Uma das vantagens dos debates entre os candidatos presidenciais nesta reta final das eleições, possivelmente a maior, é que o ex-presidente Lula se vê enfim obrigado a falar em público de corrupção. Lula foge desse assunto, há anos, como o diabo da cruz. Se dependesse dele, a palavra “corrupção” não existiria nos dicionários da língua portuguesa; com certeza é um tema que ele quer eliminar de toda e qualquer discussão política neste país. Seu sonho, nesta campanha, seria passar o tempo propondo criar o Ministério do Sorriso, fazer um Brasil “feliz” e prometer que os pobres vão viajar de avião – além, é claro, de socar dinheiro público nas estatais, encher outra vez de funcionários a máquina estatal e conduzir a todos nós para o “socialismo”. É como se corrupção fosse um fenômeno que nunca existiu no Brasil, como os terremotos e as tempestades de neve; um negócio que não faz parte das preocupações de ninguém e, portanto, não tem o menor interesse para o público.
Não falar nunca mais em corrupção? É um projeto de realização difícil. Lula não fala, mas os outros falam – e como poderiam não falar, com tudo o que aconteceu no país e que não pode ser apagado da realidade? O TSE, em cumprimento a suas exigências, pode proibir que se toque na questão, mas isso não resolve realmente as coisas para o candidato do PT; quando chega o debate na televisão, nem o ministro Alexandre de Moraes consegue impedir que se fale na roubalheira frenética dos quase catorze anos de governo de Lula e Dilma – o período em que mais se roubou dinheiro público nos 522 anos de história do Brasil. Fazer o que? É impossível mudar o fato básico de que Lula foi condenado pelos crimes de corrupção passiva e lavagem de dinheiro, em três instâncias e por nove juízes diferentes. É impossível pretender que diretores da Petrobras e empreiteiros de obras públicas não confessaram em juízo os seus crimes e devolveram montanhas de dinheiro roubado. É impossível ignorar que os corruptos delataram publicamente uns aos outros – ou que houve na Justiça uma Operação Lava Jato, e que até ministros do STF, esses mesmos que hoje são os militantes mais excitados da candidatura de Lula, disseram na época que em sua passagem pela presidência o Brasil foi saqueado por uma ”cleptocracia” e governado por uma “organização criminosa”.

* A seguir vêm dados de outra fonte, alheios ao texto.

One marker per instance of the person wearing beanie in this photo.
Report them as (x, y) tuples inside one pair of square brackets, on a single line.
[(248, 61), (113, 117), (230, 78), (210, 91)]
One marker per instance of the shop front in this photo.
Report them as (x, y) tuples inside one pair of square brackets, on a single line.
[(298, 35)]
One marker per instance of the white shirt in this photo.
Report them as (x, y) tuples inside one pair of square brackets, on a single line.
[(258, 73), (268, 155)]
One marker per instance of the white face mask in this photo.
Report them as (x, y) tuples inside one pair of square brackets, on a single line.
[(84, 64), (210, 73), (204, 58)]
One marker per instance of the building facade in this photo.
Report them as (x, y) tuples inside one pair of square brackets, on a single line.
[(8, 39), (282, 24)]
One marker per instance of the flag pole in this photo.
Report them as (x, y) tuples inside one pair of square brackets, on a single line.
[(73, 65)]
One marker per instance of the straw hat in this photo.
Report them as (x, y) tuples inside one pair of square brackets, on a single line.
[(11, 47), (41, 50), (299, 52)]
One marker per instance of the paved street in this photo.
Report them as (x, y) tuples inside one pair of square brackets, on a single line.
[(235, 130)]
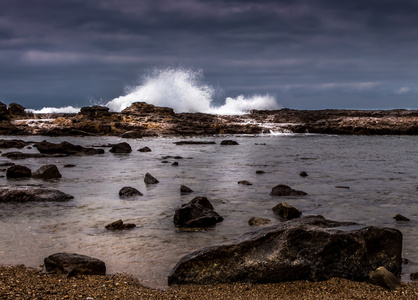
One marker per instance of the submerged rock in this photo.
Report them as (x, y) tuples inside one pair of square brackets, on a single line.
[(284, 190), (47, 172), (32, 194), (300, 249), (72, 264)]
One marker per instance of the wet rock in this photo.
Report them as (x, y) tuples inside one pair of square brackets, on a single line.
[(244, 182), (254, 221), (284, 190), (127, 192), (121, 148), (229, 142), (119, 225), (384, 278), (132, 135), (144, 149), (71, 264), (47, 172), (32, 194), (300, 249), (286, 211), (149, 179), (18, 171), (197, 213), (185, 189), (399, 217)]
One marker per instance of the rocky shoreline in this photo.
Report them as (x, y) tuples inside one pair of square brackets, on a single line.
[(19, 282), (142, 119)]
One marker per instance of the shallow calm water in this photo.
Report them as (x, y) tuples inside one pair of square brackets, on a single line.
[(380, 171)]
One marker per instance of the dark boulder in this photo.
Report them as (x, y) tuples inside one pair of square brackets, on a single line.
[(144, 149), (149, 179), (300, 249), (47, 172), (32, 194), (284, 190), (119, 225), (128, 192), (18, 171), (197, 213), (121, 148), (229, 142), (71, 264), (286, 211)]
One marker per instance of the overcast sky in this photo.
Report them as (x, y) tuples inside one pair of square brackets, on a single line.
[(309, 54)]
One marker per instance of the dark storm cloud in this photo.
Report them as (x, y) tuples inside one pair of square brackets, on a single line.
[(310, 54)]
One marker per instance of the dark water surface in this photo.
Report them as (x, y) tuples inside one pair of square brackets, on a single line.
[(380, 171)]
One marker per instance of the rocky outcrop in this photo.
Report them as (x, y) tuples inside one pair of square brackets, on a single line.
[(301, 249), (32, 194), (47, 172), (72, 264), (197, 213), (284, 190)]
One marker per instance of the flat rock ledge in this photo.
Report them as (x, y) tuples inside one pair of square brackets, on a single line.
[(308, 248), (32, 194)]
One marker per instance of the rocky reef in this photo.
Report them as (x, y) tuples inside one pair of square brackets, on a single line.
[(142, 119)]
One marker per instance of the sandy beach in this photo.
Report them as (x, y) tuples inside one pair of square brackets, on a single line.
[(19, 282)]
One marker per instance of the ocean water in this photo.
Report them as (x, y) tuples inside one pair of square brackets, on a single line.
[(380, 171)]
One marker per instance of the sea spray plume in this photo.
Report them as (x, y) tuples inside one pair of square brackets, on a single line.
[(178, 88)]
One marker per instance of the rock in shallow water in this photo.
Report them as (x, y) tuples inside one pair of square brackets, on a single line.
[(301, 249)]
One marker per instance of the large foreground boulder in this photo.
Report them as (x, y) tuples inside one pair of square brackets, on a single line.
[(300, 249), (74, 264), (32, 194)]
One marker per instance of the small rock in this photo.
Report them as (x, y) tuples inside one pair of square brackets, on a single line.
[(384, 278), (399, 217), (18, 171), (254, 221), (121, 148), (47, 172), (119, 225), (185, 189), (229, 142), (149, 179), (244, 182), (144, 149), (286, 211), (284, 190), (127, 192)]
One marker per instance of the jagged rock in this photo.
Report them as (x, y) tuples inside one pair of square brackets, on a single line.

Não podendo mais fingir que a corrupção nunca existiu, Lula também não tem conseguido se defender com um mínimo de respostas plausíveis. Como seria possível, na verdade, explicar o que não tem explicação? Ele tenta passar adiante, basicamente, a história de que foi “absolvido” pelo Supremo. Não dá certo. Em primeiro lugar, dizer que esse STF que está aí ficou a seu favor não é recomendação de boa conduta para ninguém – ao contrário. Além disso, é mentira que tenha sido “absolvido” na justiça, pois não recebeu absolvição nenhuma. O STF decidiu de repente que todas as suas condenações não valiam mais, só isso; não falou uma sílaba sobre suas culpas, ou sobre provas, ou sobre nada. Lula diz também que foi “absolvido na ONU” – o que é um disparate cômico, quando se leva em conta que a ONU não é uma vara de justiça, e não absolve e nem condena ninguém. No resto do tempo, limita-se a fazer uns esforços moles, confusos, que não convencem ninguém, para acusar o seu adversário – “rachadinhas”, compras de imóveis em “moeda corrente” e outras bobagens. Tem sido uma resposta ruim. O mundo ideal de Lula é o da “entrevista” que deu à Rede Globo, onde o apresentador já abriu os trabalhos dizendo que ele “não deve nada à justiça” – um insulto rasteiro aos fatos, já que, não tendo sido absolvido de nada, é devedor de tudo. Mas esse ambiente não se reproduziu mais ao longo da campanha. Para desgosto de Lula, corrupção é um assunto que vai estar aí até o fim.